- Idaho Power, the incumbent utility in the state, filed a request to place rooftop solar customers into a separate rate class in a bid to recoup costs and ensure they sufficiently pay for grid upkeep.
- The utility wants to eliminate the current net metering tariff for new small and residential customers, who own systems totaling 25 kW or less, by the end of the year, and replace it with two new customer classifications. The filing doesn't specify details of the new rate classes, leaving that to regulators.
- Solar advocates told the Public News Service the request is the first step to boost charges on solar customers. Idaho Power requested a decision by Dec. 29.
Idaho is the latest state to enter a nationwide debate over its net metering policy, a popular pricing mechanism that credits rooftop solar customers — usually at the retail rate — for their excess energy sent to the grid.
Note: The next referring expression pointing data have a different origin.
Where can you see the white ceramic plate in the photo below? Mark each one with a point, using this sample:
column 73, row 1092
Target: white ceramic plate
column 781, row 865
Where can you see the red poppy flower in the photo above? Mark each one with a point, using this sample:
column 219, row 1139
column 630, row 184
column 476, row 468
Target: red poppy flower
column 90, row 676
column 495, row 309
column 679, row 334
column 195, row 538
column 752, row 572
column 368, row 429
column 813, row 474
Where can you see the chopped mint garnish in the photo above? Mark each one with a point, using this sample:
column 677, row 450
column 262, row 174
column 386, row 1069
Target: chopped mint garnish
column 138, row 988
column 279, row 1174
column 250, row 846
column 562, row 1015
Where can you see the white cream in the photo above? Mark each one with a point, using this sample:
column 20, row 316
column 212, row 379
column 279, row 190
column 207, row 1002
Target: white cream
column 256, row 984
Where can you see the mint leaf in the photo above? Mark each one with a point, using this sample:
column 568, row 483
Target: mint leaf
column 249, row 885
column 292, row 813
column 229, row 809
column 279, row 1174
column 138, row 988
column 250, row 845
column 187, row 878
Established on a state-by-state basis, the proliferation of rooftop solar across the United States spurred many of these proceedings in the past several years as utilities looked to reduce compensation or eliminate the policy outright, claiming those customers don't pay their fair share of grid upkeep.
Idaho Power, in its latest filing with the state's public utilities commission, reiterated those claims. The utility unsuccessfully tried to raise fees on rooftop solar customers in 2013.
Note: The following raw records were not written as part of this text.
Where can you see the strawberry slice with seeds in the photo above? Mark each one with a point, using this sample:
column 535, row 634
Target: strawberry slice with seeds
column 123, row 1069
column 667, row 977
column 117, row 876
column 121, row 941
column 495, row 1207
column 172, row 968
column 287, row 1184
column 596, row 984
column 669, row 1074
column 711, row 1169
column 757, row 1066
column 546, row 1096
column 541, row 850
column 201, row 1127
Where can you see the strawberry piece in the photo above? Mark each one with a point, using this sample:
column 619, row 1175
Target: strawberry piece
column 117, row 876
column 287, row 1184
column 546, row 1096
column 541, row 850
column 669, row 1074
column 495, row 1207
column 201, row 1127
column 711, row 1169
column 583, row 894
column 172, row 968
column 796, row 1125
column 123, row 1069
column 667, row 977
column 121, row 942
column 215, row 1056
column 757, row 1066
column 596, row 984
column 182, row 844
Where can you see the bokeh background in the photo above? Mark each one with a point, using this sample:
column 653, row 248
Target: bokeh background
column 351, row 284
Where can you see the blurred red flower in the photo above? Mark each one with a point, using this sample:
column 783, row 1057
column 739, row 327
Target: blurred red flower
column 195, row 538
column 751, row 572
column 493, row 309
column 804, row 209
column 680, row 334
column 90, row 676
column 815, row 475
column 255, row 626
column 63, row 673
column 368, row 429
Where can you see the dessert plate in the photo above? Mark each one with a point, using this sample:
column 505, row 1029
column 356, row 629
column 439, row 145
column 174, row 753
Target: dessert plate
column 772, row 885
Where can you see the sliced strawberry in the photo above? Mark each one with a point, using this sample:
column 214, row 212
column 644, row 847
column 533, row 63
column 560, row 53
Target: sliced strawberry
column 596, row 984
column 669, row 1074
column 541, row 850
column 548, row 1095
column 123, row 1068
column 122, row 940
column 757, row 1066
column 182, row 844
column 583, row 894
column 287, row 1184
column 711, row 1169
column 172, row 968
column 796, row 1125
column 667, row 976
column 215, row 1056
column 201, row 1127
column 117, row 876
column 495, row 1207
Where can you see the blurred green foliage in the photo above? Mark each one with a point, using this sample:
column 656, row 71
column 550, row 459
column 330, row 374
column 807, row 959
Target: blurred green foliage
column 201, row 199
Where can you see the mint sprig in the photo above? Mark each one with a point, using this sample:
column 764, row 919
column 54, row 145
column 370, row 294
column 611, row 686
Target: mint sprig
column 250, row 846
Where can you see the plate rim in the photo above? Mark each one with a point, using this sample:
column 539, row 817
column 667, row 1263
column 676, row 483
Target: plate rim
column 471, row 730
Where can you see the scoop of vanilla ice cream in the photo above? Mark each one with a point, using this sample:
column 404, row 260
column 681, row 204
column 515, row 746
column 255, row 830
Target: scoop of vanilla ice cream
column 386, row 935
"These unnecessary inaccuracies in pricing could result in unfair cost shifting between customers who choose to install on-site generation and those who do not," the utility wrote. " As the electric utility industry nationally is assessing the appropriateness of net metering policies and practices established decades ago, ldaho Power believes now is the time to review and modify those policies as they apply to ldaho Power and its customers to ensure that this growing segment of customers has available to it a service offering that is fair-priced, scalable, and sustainable into the future."
The utility also requested a generic docket that would "establish a compensation structure" reflecting the costs and benefits of distributed energy resources. Idaho Power has 1,468 active and pending net metered systems in its service area, according to the filing, and projects the numbers could reach 7,032 customers by 2021. This is still small compared to its fellow Western states such as Arizona and California, both hotbeds for solar issues.
Arizona recently ended its retail rate net metering policy in favor of an avoided cost rate for new rooftop solar generation. And the state's major utility, Arizona Public Service Co., and solar interests recently hashed out a settlement outlining several rate options for the utility's customer base.
California chose to preserve its net metering policy following similar debates in 2015, with plans to revisit the policy in 2019.